A grin of jubilant savagery seized his mouth, and he rubbed his iconic belly. “I ate it. It was afraid. Hoo!”

What relief there is in the reassurance that the world is as you suspected. His absurdity revealed his lie. The Compass calmed to its usual pulse and the winds dried blue sweat from my brow. Madness knows madness, delirium draws its own. He was caught in the same narcotic web of enchantment and counter-enchantment, trapped in the same Golgotha of perception. I knew it for a Lie and was comforted.

“All is the act of Devouring here,” he lectured, “it is how you conquer, it is how you survive, it is how you ascend. It is why you ate the Compass, and the Wall. This is a Labyrinth. Have you any doubt that its nature is
inside?
There are beyond a thousandthousand Walls. What did you think you had done by Devouring one corner of one? There are beyond a thousandthousand Centers. I ate one. Downdowndown. It tasted like a witch’s nipple dipped in morphine. Delicious. I ate my name, which was a Center of a three thousand and forty forever Centers, but mine. And so I become another in a writhing nest of Centers. You do not know your name and cannot achieve that kind of mastery—you do not know the tracks of your prey. I ascended its fish-eggs and padlocks. Now I am myself, whole. I carry the Center with me, and everywhere I go is the achievement of the Quest.

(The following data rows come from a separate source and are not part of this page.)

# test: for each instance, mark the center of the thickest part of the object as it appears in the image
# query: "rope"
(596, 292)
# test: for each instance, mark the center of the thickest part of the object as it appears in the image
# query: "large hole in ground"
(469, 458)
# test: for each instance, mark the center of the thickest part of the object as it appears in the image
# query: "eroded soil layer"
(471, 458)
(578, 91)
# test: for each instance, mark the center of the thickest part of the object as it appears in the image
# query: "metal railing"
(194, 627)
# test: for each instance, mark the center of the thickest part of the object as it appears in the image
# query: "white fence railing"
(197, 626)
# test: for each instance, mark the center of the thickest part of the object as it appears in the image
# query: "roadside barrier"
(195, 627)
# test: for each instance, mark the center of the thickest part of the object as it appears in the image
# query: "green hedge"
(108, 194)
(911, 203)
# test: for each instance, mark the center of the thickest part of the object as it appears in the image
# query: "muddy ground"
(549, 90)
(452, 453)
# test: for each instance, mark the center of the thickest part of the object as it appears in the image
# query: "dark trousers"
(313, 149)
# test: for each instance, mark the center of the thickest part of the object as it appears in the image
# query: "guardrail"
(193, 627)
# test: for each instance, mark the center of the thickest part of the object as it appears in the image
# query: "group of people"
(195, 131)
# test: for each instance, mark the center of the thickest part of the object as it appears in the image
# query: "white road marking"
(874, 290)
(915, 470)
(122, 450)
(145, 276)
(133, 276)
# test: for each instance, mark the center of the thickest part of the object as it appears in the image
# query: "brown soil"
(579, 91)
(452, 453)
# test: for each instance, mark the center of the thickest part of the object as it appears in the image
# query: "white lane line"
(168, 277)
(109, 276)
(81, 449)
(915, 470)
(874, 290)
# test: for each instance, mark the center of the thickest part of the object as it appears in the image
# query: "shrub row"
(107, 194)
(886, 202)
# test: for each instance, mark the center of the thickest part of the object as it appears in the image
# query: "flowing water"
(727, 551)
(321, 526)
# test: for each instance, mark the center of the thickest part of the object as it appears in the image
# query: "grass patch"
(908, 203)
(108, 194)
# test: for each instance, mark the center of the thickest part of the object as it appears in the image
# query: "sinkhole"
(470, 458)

With every step I conquer the Labyrinth, the world of my birth-tree and my first-milk.”

“But you don’t, really. You trick yourself. There is no end to it. You can’t leave it. So it makes no difference. You and I are the same. You just have a better Lie to tell yourself.”

His eyes glittered shrewdly. “Darlingblue, it is all a Lie. That does not make it lesser. Is it victory to abandon a thing like a wounded wolf? Is the truest expression of mastery is to Abscond? Not the vital thing, no. I choose. We are
not
alike, because I understand these things, and you do not.”

“You think you understand. It does not make it so. After all, it is all a Lie. Even you.”

“True. Even the purity of crocodiles is a derivation of moon-mother tea ceremony and a falsity. You have your Labyrinth and I mine. And I have had the Temple where you have had the Road. You have been Assassinated—it is something to see. Nevertheless, I have been waiting for you. I see the wheels in the sky and the shape of approaching. Hoo.” I shut my eyes, heavy-lead-bodied and grinding closed.

“I am weary of all this. I do not wish to listen patiently to your reed-mat ministrations and nod like an ignorant postulant. I must keep moving.”

“Yes, girlbodied thing, and I am going with you. For awhile.”

“You are not welcome.”

“It hardly matters.”

“I will not listen to you.”

“I will not speak.”

“The Doors will catch us both.”

He said nothing. I covered my eyes with my hand. “I don’t care. Come if you wish, Beast. Or stay. There is nothing new, even you.”

I rose, striding towards the Temple steps like a wave. Lost, lost in
sequence
, in the hagiography of this opaque menagerie, it is, it was, it will be all slipping away. I feel the slide of earth beneath my bare and cyanic feet. The Monkey dove into my Path and planted his limbs like a portcullis. “You must do something before we leave this place.”